例のニュートンとアインシュタインの理論を解説した本「光と重力」の中の第4章でした。それは、
「偏微分方程式の長いトンネルを抜けると電磁波であった」と云う著者学生時代の感動を語ったものでした。勿論ノーベル文学賞を受賞された川端康成さんの「国境の長いトンネルを抜けると雪国であった。」の一文をなぞったものである。しかし、この一文の中に数学と自然科学の真髄が含まれているように思われます。自然科学の中のある現象を数学で捉え、自然科学から離れて数学の計算をすすめ、得られた答えを自然科学へ戻すと大発見になる場合が多いという事実です。
手始めにニュートンの力学にしても速度が変化するのは力が加わったからであるという仮説を数式化し、速度は微分係数だから元の関数を導いてそれらが、月や地球の運動方程式だ、としました。此処までは推定の域を出ていません。ところが、この式を用いて月食や日食の日を計算して待っているとピタリと月食や日食が起こった。その瞬間に月や地球の運動方程式は正しいとなったわけです。ダーウィンの進化論も3次元的な全方向への突然変異を想定し次が「適者生存」と云う原則によって地球上の種は生まれたとするところが数学的で神がおつくりになったというキリスト教的自然観と対立しました。

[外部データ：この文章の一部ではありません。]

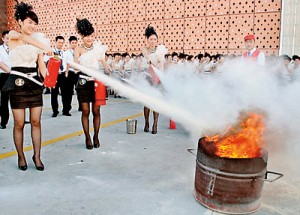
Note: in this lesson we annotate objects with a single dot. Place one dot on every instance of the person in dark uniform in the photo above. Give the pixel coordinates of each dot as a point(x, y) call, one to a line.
point(89, 54)
point(4, 70)
point(23, 84)
point(71, 75)
point(61, 79)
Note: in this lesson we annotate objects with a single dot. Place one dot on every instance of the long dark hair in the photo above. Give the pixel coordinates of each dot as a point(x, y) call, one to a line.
point(84, 27)
point(150, 31)
point(24, 11)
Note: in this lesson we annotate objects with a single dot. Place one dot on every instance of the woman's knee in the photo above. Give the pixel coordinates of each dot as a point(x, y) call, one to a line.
point(96, 111)
point(35, 122)
point(85, 113)
point(19, 124)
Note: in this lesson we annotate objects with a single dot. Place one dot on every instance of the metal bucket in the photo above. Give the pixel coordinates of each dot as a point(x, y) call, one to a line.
point(131, 126)
point(228, 185)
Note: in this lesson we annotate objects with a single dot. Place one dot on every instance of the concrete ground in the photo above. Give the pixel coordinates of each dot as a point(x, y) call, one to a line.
point(129, 174)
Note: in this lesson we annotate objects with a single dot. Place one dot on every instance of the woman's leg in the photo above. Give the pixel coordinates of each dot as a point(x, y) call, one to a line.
point(146, 116)
point(19, 119)
point(85, 124)
point(155, 120)
point(36, 133)
point(97, 123)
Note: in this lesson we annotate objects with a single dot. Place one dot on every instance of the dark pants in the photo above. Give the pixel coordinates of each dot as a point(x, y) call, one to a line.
point(67, 90)
point(55, 92)
point(4, 111)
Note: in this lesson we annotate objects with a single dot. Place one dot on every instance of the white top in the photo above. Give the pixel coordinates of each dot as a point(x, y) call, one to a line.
point(4, 56)
point(69, 55)
point(261, 59)
point(91, 58)
point(26, 55)
point(128, 65)
point(159, 55)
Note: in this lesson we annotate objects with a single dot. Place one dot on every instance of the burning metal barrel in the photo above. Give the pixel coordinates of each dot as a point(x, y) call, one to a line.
point(229, 185)
point(231, 168)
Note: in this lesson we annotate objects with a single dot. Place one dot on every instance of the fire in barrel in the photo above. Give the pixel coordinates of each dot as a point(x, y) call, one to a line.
point(230, 168)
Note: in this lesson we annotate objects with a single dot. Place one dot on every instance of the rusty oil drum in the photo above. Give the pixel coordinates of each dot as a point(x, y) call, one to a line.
point(229, 185)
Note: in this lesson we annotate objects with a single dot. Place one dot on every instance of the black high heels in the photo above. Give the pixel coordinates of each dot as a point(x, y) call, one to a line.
point(88, 146)
point(96, 143)
point(22, 167)
point(39, 168)
point(146, 128)
point(154, 129)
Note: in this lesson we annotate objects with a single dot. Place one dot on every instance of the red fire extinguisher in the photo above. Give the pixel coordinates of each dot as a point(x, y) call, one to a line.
point(154, 76)
point(172, 124)
point(100, 93)
point(52, 73)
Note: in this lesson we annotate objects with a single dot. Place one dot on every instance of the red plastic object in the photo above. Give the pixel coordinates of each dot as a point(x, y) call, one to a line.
point(172, 124)
point(100, 93)
point(154, 77)
point(52, 73)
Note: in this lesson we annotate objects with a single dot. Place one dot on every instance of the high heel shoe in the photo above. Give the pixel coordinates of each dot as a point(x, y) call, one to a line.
point(96, 143)
point(39, 168)
point(146, 128)
point(88, 146)
point(154, 129)
point(23, 168)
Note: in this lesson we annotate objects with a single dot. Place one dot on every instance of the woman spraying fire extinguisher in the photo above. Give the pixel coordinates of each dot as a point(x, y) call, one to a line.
point(23, 85)
point(90, 91)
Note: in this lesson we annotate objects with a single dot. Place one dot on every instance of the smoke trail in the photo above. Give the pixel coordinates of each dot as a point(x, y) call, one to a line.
point(207, 104)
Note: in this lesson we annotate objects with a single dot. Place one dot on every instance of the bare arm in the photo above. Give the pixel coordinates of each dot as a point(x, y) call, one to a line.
point(42, 65)
point(105, 66)
point(146, 55)
point(4, 67)
point(77, 54)
point(14, 35)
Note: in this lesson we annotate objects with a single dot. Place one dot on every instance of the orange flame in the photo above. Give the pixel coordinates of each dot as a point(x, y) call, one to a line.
point(242, 141)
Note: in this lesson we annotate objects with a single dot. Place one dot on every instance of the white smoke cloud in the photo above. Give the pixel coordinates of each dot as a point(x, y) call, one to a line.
point(216, 100)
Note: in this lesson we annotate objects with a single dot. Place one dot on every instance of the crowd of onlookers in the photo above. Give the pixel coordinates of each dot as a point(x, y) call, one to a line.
point(124, 65)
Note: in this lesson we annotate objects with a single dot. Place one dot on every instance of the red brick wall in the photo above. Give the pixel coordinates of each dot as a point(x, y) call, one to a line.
point(192, 26)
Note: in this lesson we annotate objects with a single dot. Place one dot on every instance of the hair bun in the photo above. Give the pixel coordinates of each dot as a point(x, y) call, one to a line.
point(150, 31)
point(84, 27)
point(22, 10)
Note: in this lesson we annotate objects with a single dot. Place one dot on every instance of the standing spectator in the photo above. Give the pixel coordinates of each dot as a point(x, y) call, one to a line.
point(70, 78)
point(59, 43)
point(252, 52)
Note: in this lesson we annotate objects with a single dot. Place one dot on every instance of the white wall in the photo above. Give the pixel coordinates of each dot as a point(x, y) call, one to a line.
point(290, 27)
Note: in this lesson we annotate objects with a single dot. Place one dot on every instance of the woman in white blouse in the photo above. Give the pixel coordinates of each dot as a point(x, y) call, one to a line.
point(23, 84)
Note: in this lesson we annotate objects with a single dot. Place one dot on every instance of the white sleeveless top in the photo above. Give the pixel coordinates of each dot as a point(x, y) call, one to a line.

日本の神道はもう少しおおらかな点がいいと思います。雲の上から長い杖を下し2~3回かき回して上にあげられると杖の先から雫がポタポタ落ちます。それが固まって九州、四国、本州、北海道になりました。しばらくするとそれらの島に木が生え豊かな森になります。森には鹿やサルがいて人間もいました。川には沢山の魚が住んでいて簡単に取って食べることができ森には果物が沢山あり人間たちは食べ物に困りません。これが日本の神話で、神様は人間や動物を造ったりされません。それらは、豊かな自然のいちぶなのです。(T)
キリスト教文化圏でよく言われる「神は数学を用いてこの世を設計された」と同じ意味でしょう。